Additional report findings regarding payers include:

Medicare. Medicare spending is projected to grow at an average rate of 7.1 percent for 2016-25, 7.6 percent for 2020-2025, and 8 percent for 2020.

  • Following consecutive years of expected slow growth of 3.7 percent in both 2016 and 2017, Medicaid spending growth is projected to quicken and average nearly 6 percent through 2025.
  • Private health insurance. Enrollment in private health insurance is projected to average 0.5 percent in growth for 2016-25; 5.7 percent for 2018 through 2019; and at an average rate of 5 percent per year for 2020 through 2025.
  • Out-of-pocket. Out-of-pocket spending growth is projected to accelerate 3.6 percent in 2016 from 2.6 percent in 2015; grow 4.8 percent for 2016 through 2025; steadily increase to a high of 5.8 percent in 2020; and then average 5 percent growth in the final years of the period.

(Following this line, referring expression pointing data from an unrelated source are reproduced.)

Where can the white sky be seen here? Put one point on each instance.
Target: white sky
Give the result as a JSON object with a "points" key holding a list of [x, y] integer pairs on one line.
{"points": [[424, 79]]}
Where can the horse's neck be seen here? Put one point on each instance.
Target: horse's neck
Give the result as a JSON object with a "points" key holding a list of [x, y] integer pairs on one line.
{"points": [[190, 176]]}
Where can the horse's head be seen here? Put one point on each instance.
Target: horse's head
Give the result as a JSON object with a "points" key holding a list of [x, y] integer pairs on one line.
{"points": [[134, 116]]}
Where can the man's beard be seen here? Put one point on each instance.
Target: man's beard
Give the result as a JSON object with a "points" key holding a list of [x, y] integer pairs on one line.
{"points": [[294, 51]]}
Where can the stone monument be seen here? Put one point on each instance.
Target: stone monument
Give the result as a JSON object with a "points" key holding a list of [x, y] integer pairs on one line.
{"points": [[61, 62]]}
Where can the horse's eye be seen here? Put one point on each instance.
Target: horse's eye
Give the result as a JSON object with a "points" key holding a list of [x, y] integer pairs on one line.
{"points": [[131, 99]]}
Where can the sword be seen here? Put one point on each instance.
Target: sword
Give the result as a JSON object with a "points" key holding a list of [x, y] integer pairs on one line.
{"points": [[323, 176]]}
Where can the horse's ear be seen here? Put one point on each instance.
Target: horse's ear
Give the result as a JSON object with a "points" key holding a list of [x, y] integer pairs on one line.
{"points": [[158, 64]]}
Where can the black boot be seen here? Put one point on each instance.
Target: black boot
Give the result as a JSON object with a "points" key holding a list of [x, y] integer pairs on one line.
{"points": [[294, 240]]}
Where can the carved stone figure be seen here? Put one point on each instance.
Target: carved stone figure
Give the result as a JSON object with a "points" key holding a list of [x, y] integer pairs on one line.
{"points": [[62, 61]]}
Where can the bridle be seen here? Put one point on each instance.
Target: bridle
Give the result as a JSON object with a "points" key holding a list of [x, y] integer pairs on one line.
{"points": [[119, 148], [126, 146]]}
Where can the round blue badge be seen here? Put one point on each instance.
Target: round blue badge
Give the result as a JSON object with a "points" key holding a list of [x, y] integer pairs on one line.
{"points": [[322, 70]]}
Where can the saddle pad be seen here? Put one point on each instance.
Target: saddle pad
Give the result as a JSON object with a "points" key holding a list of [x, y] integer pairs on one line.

Health sector findings. Major report findings by health sector include:

  • Total hospital spending is projected to grow at an average rate of 5.5 percent per year for 2016-25, compared to 4.9 percent for 2010-15.
  • Physician and clinical services. Growth in spending on physician and clinical services is projected to have accelerated slightly in 2016 to 6.6 percent, from 6.3 percent in 2015. It is projected to slow to 5.9 percent in 2017.
  • Prescription drugs. Prescription drug spending growth is projected to decelerate from 9.0 percent in 2015 to 5.0 percent in 2016 due to reduced use of newly approved specialty drugs, as well as an increase in the number of brand name drugs losing patent protection. It is projected to grow an average of 6.3 percent per year for 2016 through 2025.

Government spending. The report found that health care spending financed by federal, state, and local governments is projected to have grown 4.4 percent to $1.5 trillion in 2016; and is projected to increase to 47 percent of national health expenditures by 2025 (up from 46 percent in 2015).